# help please. hard Liquid Soap problem



## happyprince (Dec 13, 2019)

Hi everyone...
I tried my first liquid soap batch today. I heated the oils up to 70 or 80 degree Celcius and I prepared the lye mixture.When the lye water is hot and the oils are around 80 degree celcius I mixed them on a heater and the heater was on;though low.
When I watched vids of LS making people said that it took a long time to reach the trace and paste form.But mine reached the trace after a few minutes and it was even in gel form after like 10 minutes. I thought that it is a fault gel phase and continued to mix.I gave a pause of ten minutes after turning off the heater.I then turned the heater on (low) and mixed again.But it never got hard.It was in mashed potato form anyway.After doing that three times I decided to cook it and I cooked the soap for about 3 hours.And it turned into gel phase towards the end.But when I turned off the heat and it cooled down it hardened and it became kind of like cold process soap. It is ok if I dilute it?Is there a problem?I did the clarity test and it is really very clear.Also I did the phenolphthalein test and it is very very light pinkish colour ;so it is also very good.I just wanted to be sure and did the Zap test too.And there is no zap. Any ideas are welcome and thanks a lot in advance.
I now put my recipe here for you to have a better idea:
40 OZ olive oil
12 Oz Coconut Oil
12 Oz Castor Oil
21 Oz Distilled water
5 Oz Glycerine
13.1 OZ potassium hydroxide.


----------



## IrishLass (Dec 13, 2019)

Hello Happyprince! If there's no zap, your paste is ready to dilute!  

Also-  there's actually no need to cook your soap liquid soap batter all the way to the paste stage. I never do. I just make sure the initial liquid soap batter comes to a trace, then I cover it, remove it from the heat, and leave it alone on my counter for about 6 hours. It turns into solid, zapless paste all on its own during that time. 


IrishLass


----------



## happyprince (Dec 13, 2019)

oh... That really helped me a lot. Next time I will do that way. Thanks so much IrishLass


----------



## Zany_in_CO (Dec 13, 2019)

happyprince said:


> It is ok if I dilute it?Is there a problem?I did the clarity test and it is really very clear.Also I did the phenolphthalein test and it is very very light pinkish colour ;so it is also very good.I just wanted to be sure and did the Zap test too.And there is no zap.
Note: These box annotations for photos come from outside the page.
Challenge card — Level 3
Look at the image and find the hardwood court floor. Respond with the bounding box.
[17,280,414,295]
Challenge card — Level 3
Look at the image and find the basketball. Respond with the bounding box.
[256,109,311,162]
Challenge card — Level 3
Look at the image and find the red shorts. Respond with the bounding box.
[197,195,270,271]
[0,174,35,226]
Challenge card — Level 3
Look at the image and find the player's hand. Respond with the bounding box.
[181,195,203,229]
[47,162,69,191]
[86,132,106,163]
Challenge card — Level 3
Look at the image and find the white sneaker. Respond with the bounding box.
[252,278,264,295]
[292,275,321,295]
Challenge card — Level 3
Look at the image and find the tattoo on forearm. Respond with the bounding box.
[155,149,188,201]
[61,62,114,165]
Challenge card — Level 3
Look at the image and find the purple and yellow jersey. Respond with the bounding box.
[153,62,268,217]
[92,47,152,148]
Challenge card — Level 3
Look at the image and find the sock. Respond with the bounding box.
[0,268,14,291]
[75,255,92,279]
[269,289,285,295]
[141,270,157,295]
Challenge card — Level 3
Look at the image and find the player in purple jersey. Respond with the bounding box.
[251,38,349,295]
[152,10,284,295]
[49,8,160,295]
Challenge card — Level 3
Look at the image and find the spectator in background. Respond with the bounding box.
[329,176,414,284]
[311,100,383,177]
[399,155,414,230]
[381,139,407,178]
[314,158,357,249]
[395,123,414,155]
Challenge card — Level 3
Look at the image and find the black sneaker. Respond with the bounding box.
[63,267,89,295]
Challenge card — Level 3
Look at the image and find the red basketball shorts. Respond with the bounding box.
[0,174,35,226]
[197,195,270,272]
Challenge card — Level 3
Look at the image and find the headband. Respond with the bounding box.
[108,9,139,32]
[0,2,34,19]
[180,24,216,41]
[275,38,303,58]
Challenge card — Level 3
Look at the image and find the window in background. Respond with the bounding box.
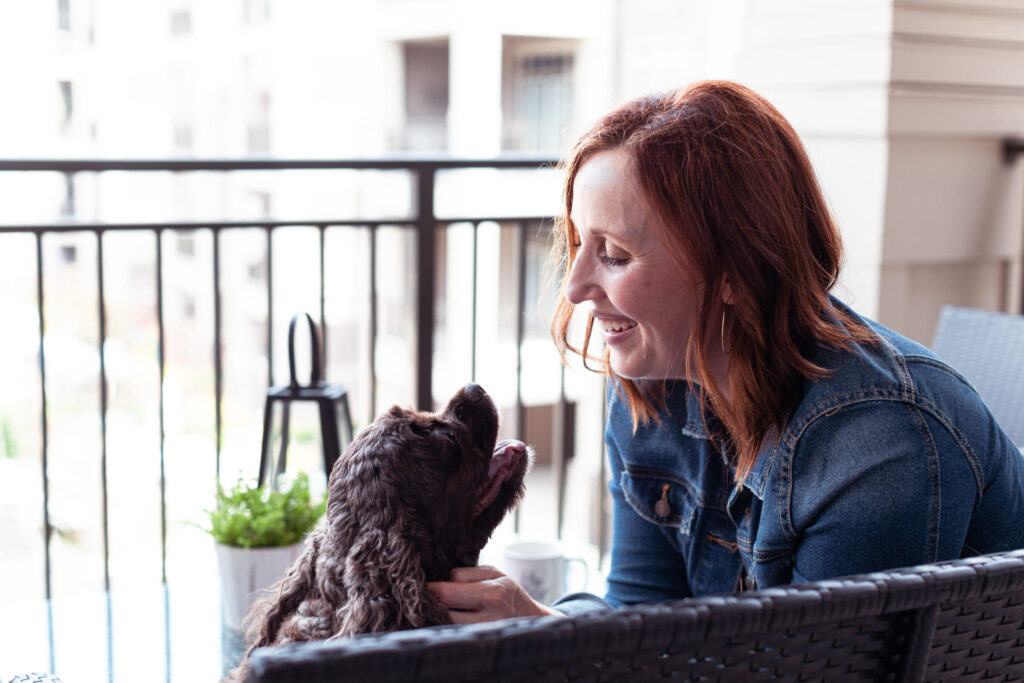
[404,40,449,152]
[57,81,75,134]
[171,9,191,36]
[247,90,270,154]
[57,0,71,32]
[502,37,575,152]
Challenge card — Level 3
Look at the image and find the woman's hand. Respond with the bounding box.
[427,565,564,624]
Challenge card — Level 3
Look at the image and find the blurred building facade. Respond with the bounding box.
[0,0,1024,610]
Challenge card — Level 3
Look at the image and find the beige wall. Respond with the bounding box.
[737,0,1024,343]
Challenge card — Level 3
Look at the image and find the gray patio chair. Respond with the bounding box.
[932,306,1024,446]
[245,550,1024,683]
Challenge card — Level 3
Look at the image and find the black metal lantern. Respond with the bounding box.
[259,313,352,485]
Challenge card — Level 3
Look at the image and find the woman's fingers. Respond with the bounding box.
[427,566,560,624]
[449,564,505,584]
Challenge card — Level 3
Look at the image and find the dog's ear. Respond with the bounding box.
[336,507,451,636]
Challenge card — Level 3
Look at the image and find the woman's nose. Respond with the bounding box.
[565,251,598,305]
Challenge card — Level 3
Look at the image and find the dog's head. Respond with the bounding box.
[236,384,529,667]
[328,384,528,581]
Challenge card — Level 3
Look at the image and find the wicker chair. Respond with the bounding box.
[932,306,1024,446]
[252,550,1024,683]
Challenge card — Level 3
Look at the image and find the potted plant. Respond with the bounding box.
[206,472,327,631]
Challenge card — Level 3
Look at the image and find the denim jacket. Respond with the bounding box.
[559,300,1024,612]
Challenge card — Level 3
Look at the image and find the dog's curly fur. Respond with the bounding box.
[231,384,528,680]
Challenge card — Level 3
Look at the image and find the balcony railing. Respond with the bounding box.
[0,158,605,679]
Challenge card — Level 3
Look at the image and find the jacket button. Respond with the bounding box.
[654,484,672,517]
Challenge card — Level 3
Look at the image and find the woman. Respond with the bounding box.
[425,82,1024,622]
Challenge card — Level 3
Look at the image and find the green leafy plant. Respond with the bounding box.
[206,472,327,548]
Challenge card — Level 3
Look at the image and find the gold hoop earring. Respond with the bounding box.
[720,308,732,353]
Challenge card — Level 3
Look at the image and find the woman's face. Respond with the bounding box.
[565,148,696,379]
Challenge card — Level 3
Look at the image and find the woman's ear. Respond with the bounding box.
[722,273,735,306]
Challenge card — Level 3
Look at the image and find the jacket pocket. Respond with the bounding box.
[621,465,697,536]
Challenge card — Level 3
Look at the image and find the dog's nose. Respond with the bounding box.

Any ideas are welcome and thanks a lot in advance.


For a first-timer, you did an excellent job. Yes, it is ready to dilute. No problem.





Keep up the good work!

ETA: Be sure to weigh the paste before diluting. I wouldn't dilute it all at once. 64 oz is a HUGE batch. So, I would do a small portion first to see how it goes before diluting the whole batch.
With that combo of oils, I would use 35% (or less) to 65% (or more) dilution water. It should dilute fairly quickly due to the amount of glycerin in the KOH solution water. EXAMPLE:
3.5 oz soap
6.5 oz water
10 oz finished LS


----------



## happyprince (Dec 14, 2019)

thank you so much Zany in CO.


----------



## Zany_in_CO (Dec 15, 2019)

You're welcome.


----------